Григорий Анатольевич сообщил, что будет через двадцать минут.

Подойдя к окну, вновь закуриваю. Глаза слезятся, пекут. Голова не соображает вовсе, но я терпеливо жду пока за Алиной приедут родители.

Блеск фар в конце улицы привлекает моё внимание. Тушу вторую сигарету подряд и прищуриваюсь, чтобы рассмотреть каменную дорожку, ведущую к дому. На ней появляется два силуэта. Один я точно узнаю, а с другим сложнее. Но он точно мужской.

Слышу, как Алина повышает голос и замечаю, что из автомобиля, припаркованного у обочины, выбегает Григорий Анатольевич. Крики усиливаются, я захлопываю окно и бросаюсь на выход из комнаты.

В гостиной всё ещё сидят гости.

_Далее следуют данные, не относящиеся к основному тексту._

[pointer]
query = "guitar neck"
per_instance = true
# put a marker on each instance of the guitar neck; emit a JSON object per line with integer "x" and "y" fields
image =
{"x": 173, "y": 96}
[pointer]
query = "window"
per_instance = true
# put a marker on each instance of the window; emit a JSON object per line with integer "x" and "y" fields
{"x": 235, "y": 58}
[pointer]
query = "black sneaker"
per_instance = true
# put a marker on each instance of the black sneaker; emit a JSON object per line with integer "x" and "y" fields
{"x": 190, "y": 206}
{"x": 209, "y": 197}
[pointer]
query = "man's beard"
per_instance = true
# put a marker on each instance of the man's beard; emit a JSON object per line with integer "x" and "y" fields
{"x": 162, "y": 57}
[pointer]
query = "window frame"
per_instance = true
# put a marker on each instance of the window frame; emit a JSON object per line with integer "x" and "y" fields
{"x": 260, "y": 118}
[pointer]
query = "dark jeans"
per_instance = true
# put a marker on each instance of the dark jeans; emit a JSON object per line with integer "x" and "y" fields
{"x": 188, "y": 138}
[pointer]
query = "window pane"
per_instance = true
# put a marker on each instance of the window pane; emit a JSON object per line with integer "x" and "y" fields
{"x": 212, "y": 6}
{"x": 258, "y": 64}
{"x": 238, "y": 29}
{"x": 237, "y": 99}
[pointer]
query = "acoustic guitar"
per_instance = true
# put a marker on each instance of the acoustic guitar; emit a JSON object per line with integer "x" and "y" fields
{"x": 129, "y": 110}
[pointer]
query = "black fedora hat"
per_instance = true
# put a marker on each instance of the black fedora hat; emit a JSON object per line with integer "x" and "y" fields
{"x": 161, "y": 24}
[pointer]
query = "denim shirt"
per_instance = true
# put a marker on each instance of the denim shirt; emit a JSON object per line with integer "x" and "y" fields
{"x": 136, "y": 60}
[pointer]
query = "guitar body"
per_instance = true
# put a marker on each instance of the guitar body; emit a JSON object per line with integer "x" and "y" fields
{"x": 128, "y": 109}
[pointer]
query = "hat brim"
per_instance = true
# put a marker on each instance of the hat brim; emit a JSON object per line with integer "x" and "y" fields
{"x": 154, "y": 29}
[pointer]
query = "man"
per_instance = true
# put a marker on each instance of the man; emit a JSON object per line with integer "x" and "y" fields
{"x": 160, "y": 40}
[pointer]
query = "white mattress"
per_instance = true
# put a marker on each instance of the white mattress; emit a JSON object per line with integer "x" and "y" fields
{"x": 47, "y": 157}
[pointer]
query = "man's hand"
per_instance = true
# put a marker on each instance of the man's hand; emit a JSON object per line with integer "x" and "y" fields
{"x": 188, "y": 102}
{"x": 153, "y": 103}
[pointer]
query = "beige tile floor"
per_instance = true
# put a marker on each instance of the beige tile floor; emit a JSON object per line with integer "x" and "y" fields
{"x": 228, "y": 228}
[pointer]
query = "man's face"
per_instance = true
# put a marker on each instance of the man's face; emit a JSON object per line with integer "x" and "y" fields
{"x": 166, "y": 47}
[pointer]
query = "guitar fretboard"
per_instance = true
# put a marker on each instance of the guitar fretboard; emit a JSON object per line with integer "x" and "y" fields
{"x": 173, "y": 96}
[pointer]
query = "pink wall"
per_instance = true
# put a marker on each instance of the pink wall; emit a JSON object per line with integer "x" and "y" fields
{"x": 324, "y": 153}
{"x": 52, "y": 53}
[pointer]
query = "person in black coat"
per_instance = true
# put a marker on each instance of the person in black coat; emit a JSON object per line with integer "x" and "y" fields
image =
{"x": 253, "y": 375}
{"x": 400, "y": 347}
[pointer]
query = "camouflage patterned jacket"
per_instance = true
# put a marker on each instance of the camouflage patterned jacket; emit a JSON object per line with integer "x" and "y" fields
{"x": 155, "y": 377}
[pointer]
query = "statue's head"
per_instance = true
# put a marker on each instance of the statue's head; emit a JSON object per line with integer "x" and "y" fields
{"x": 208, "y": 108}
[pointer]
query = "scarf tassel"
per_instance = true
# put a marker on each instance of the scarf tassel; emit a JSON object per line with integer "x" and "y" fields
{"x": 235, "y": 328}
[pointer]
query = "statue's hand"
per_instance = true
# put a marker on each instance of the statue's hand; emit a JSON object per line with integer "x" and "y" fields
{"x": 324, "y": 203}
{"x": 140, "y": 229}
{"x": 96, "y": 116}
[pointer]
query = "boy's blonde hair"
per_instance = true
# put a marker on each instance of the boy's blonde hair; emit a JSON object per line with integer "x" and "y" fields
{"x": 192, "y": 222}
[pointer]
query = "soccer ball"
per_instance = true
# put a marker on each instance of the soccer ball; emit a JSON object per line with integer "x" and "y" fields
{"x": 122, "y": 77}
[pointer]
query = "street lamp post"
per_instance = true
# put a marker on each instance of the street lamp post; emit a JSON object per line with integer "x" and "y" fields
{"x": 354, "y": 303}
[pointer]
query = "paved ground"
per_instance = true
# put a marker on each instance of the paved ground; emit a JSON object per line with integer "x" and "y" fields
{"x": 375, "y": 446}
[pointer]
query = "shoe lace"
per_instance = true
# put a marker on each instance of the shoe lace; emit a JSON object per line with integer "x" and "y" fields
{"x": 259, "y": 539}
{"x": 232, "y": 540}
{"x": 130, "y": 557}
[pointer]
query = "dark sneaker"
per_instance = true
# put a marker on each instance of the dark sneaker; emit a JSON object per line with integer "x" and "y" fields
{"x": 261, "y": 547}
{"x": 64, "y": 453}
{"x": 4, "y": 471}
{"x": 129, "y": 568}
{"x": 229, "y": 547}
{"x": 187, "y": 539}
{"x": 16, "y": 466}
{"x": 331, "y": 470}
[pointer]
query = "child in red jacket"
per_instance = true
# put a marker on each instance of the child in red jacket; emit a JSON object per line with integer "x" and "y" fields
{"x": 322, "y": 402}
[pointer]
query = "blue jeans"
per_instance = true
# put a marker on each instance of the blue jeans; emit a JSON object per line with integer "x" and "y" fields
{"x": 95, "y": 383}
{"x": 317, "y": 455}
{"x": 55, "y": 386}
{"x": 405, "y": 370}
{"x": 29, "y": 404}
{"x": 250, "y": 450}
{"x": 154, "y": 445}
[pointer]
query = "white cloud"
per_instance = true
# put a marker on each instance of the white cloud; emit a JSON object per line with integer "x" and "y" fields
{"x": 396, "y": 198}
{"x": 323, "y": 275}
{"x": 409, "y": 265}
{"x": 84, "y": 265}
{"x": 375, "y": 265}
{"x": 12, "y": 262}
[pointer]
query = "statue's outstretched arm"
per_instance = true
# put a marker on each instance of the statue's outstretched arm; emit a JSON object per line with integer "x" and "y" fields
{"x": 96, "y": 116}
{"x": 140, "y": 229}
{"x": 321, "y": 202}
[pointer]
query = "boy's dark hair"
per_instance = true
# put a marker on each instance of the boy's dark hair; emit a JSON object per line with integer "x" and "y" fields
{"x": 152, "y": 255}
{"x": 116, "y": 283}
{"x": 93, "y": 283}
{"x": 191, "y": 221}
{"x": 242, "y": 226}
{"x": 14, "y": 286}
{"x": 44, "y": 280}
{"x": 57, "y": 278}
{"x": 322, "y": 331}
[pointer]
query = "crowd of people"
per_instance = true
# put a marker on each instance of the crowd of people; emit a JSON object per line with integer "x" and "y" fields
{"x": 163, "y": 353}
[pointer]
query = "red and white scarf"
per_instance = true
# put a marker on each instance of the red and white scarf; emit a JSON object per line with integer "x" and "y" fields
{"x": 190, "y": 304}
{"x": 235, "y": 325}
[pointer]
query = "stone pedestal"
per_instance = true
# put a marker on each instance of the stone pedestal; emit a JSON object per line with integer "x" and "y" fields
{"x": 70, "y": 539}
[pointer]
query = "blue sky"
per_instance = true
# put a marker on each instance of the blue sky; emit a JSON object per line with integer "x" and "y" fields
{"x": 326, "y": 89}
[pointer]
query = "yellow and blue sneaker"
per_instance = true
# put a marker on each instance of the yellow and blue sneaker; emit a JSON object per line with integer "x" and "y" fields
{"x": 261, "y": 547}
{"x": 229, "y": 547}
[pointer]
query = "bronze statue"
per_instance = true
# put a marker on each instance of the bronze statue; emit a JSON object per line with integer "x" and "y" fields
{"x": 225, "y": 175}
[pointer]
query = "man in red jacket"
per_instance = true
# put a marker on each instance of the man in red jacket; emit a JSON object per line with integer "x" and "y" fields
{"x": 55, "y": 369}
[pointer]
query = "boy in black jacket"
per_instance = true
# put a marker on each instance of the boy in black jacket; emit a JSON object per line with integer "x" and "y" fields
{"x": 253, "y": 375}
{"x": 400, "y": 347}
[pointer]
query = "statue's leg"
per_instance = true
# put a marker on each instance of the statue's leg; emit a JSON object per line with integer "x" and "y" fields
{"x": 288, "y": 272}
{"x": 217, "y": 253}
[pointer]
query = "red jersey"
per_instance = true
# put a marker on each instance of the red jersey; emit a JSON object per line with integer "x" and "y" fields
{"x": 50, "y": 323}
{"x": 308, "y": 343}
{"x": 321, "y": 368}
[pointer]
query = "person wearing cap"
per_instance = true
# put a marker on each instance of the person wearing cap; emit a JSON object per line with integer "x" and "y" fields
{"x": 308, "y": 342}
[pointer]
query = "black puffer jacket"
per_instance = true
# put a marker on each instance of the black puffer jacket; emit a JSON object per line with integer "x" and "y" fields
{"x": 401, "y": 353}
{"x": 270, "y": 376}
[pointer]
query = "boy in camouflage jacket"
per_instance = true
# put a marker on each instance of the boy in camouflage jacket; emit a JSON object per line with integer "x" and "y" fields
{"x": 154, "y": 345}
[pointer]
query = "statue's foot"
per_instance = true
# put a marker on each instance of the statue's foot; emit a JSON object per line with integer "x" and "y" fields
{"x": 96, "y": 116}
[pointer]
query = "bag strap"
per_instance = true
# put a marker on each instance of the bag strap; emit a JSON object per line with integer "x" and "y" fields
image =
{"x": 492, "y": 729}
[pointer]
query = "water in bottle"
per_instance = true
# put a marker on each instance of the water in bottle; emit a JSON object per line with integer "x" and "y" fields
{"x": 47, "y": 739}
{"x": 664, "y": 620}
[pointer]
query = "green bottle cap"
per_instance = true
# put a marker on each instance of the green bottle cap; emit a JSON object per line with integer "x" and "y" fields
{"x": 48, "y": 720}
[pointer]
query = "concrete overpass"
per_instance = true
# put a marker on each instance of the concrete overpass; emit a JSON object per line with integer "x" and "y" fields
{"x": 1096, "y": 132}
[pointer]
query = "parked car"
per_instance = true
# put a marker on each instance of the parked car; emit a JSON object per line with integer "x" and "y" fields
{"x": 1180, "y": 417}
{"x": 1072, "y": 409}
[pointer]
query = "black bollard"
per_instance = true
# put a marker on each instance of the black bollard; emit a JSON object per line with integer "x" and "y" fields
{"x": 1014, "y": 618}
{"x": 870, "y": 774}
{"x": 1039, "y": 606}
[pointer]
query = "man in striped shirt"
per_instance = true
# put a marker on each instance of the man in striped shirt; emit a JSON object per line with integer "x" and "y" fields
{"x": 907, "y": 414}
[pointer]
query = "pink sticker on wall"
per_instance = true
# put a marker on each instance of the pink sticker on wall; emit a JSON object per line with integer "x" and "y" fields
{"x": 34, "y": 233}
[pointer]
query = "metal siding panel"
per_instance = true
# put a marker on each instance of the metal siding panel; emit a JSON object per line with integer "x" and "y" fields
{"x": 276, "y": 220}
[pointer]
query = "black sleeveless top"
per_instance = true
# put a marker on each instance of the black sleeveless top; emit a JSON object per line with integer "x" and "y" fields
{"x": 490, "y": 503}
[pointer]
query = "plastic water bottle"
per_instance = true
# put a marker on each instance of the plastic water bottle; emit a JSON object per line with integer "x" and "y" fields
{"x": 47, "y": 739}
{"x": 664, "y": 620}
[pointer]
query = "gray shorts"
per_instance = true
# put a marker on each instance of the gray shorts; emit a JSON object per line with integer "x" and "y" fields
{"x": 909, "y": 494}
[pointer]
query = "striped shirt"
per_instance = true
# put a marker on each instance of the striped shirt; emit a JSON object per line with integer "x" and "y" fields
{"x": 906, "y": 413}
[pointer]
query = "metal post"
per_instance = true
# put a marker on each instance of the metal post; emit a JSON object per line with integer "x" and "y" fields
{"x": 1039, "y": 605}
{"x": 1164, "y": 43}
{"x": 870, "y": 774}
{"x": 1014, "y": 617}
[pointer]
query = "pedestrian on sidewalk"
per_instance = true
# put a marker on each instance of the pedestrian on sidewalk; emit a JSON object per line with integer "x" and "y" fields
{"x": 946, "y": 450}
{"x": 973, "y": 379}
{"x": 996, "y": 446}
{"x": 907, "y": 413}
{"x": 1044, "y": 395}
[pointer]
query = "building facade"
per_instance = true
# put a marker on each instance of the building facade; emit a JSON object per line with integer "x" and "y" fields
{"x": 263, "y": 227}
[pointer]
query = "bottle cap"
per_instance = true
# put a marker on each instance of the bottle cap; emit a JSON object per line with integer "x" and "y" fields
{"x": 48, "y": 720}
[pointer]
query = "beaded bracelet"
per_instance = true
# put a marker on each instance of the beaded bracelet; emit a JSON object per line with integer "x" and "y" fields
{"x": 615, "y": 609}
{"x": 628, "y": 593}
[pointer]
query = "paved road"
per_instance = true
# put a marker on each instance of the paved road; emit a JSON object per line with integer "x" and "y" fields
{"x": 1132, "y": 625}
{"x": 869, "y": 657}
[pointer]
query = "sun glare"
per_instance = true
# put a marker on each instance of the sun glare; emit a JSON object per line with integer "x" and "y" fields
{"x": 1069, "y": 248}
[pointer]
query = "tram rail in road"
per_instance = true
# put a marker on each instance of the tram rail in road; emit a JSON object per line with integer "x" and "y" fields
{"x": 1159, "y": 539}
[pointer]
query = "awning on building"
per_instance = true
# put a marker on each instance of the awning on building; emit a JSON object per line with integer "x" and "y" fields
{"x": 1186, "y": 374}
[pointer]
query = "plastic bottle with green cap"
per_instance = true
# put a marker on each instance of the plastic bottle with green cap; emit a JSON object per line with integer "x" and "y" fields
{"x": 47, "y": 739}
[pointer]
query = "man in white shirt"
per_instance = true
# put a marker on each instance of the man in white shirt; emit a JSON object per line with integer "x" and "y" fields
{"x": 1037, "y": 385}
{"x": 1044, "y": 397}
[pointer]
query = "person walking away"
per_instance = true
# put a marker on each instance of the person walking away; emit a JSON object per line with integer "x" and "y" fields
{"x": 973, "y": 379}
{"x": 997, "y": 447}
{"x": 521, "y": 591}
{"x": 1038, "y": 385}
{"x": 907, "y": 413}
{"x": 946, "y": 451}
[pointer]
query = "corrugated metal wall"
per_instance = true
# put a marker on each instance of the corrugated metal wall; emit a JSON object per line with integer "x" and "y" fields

Мира, Гена и Марина. Значит, это Пашка на улице.

— Вань, что случилось? — летит мне в спину голос сестры.

— Не знаю. Сейчас разберусь.

— Я с тобой!

На улице темно, мои догадки, что конфликт случился между Алиной и Пашкой — подтверждаются. Брат держит девушку за запястье и не отпускает, в то время как Григорий Анатольевич начинает угрожать и повышать голос до децибел, взрывающих мой мозг. Сон как рукой снимает.

— Я долго терпел! И неуважение, и то, что Ваня сделал с моей дочерью, но теперь хватит — больше ничего не хочу иметь общего с вашей семьей! — возмущается отец Алины.

— Вот и прекрасно, — отвечаю ему. — Давно пора. Но что-то держало, да? Например, связи моего отца.

— Конечно! — возмущается Маринка. — Как только что, так Степан должен спасать и помогать! После его смерти теперь-то окончательно можно разорвать отношения с Северовыми.